Still, supporters of the system warn against throwing the baby out with the bathwater. With an increasingly diverse population, the country is bound to face rising tension over issues of race, religion and sexual orientation, says Lucie Lamarche, the research director of University of Ottawa’s Human Rights Research and Education Centre. Many of the 7,000 or so people each year who file complaints to human rights bodies hail from disadvantaged segments of the population, she adds, and the whole point of the system is ensuring that those people have access to justice. “There’s nowhere else to go for the average Canadian [facing discrimination],” she says, “and we’d hope these people still believe that this is a fair society. So I believe in human rights institutions.
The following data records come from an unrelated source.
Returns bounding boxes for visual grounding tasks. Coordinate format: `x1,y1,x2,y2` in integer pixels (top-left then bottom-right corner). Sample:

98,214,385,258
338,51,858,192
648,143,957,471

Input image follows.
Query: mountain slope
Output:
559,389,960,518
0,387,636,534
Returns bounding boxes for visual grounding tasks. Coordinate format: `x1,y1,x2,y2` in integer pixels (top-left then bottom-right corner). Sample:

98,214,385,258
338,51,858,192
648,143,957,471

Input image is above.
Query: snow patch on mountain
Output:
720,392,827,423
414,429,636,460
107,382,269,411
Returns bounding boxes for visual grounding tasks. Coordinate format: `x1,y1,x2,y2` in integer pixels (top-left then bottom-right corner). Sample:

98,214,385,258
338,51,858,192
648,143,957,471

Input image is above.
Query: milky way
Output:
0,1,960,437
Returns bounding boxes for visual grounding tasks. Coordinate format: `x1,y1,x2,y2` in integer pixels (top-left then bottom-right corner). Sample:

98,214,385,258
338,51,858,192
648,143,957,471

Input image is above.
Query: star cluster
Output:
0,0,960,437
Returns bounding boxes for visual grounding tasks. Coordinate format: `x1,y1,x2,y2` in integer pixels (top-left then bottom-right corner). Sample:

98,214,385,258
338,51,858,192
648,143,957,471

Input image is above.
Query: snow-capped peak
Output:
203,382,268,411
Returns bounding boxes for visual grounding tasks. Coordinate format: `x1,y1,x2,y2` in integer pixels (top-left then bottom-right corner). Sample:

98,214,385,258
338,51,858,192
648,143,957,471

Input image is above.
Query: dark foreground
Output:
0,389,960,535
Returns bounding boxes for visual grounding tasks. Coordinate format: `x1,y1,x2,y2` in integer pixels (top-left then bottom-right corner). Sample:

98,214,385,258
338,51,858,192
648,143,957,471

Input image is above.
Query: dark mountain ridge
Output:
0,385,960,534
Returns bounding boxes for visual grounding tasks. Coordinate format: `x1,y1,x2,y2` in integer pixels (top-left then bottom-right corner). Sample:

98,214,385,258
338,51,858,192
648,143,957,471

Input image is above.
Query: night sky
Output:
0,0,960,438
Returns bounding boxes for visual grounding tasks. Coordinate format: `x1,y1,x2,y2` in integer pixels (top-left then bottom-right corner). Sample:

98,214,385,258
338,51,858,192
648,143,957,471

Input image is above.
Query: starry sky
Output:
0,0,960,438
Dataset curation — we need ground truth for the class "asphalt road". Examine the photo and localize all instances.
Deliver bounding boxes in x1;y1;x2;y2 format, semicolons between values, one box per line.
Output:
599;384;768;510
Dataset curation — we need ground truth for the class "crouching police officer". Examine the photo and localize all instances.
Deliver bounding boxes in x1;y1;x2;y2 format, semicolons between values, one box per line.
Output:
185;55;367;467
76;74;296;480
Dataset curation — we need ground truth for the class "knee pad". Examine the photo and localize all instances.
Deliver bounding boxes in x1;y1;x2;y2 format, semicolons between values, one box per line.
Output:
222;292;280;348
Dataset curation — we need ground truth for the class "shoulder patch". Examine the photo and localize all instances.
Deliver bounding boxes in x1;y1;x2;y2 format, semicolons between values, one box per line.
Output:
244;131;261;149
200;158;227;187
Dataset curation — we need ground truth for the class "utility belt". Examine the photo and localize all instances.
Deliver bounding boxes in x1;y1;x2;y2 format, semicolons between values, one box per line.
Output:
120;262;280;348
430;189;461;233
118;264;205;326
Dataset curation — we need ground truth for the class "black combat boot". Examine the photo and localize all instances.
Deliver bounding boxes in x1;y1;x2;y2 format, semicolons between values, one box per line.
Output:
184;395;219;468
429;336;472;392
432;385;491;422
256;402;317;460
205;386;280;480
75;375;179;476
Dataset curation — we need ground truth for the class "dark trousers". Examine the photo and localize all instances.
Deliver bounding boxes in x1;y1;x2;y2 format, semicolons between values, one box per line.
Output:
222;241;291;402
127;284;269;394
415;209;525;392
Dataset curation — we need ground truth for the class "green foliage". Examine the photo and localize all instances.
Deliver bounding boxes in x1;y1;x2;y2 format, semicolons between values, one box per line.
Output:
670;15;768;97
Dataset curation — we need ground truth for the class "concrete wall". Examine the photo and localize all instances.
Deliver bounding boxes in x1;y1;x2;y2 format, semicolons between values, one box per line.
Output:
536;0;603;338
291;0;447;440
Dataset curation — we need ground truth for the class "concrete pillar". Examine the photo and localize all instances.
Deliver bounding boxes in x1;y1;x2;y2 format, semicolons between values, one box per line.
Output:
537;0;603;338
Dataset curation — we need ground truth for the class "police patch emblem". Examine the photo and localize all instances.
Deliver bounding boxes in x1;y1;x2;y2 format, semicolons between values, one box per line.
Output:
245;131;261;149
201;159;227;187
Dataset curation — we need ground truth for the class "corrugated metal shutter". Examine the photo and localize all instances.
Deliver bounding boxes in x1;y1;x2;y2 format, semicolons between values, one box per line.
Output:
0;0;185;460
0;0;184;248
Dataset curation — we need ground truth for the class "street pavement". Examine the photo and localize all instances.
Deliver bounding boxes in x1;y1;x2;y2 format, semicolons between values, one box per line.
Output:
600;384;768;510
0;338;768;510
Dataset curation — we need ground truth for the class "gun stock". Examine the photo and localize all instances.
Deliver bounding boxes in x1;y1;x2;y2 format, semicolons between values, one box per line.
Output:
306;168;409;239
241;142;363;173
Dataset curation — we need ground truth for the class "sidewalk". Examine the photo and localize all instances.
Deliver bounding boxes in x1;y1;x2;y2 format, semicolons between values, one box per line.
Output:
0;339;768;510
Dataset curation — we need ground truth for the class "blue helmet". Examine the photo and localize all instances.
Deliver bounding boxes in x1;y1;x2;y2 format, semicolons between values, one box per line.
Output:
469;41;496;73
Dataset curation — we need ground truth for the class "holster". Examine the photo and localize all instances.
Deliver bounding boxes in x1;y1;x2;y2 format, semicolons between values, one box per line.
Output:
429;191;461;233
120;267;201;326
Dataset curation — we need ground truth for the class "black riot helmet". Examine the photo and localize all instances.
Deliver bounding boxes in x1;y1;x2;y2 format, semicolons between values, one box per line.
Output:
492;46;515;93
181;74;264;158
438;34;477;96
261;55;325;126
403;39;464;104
I think they’re much more than the debate over hate speech ever let on.”

Yet even Lamarche concedes that the system could use revision, and suggests reaching into the past to find a way forward. “I’m convinced we have to go back to the basics, right to the ’70s or before, and think about why those institutions were designed the way they were,” she says. A review of the decision-making process may be in order in some cases, Lamarche adds, and can be done with a view to strengthening human rights institutions, not crippling them.

Refocusing the system on its original principles—fairness, conciliation, fostering understanding—won’t be easy. Some players in the Burnaby gay-tolerance saga appear more bent on seeing the other side shamed than in making amends. Yet a leaner, more efficient human rights apparatus could be healthy for everyone involved. Commissions could return to the task of ensuring minorities aren’t shut out of jobs, housing, goods and services. The rest of us would just have to find a way to get along.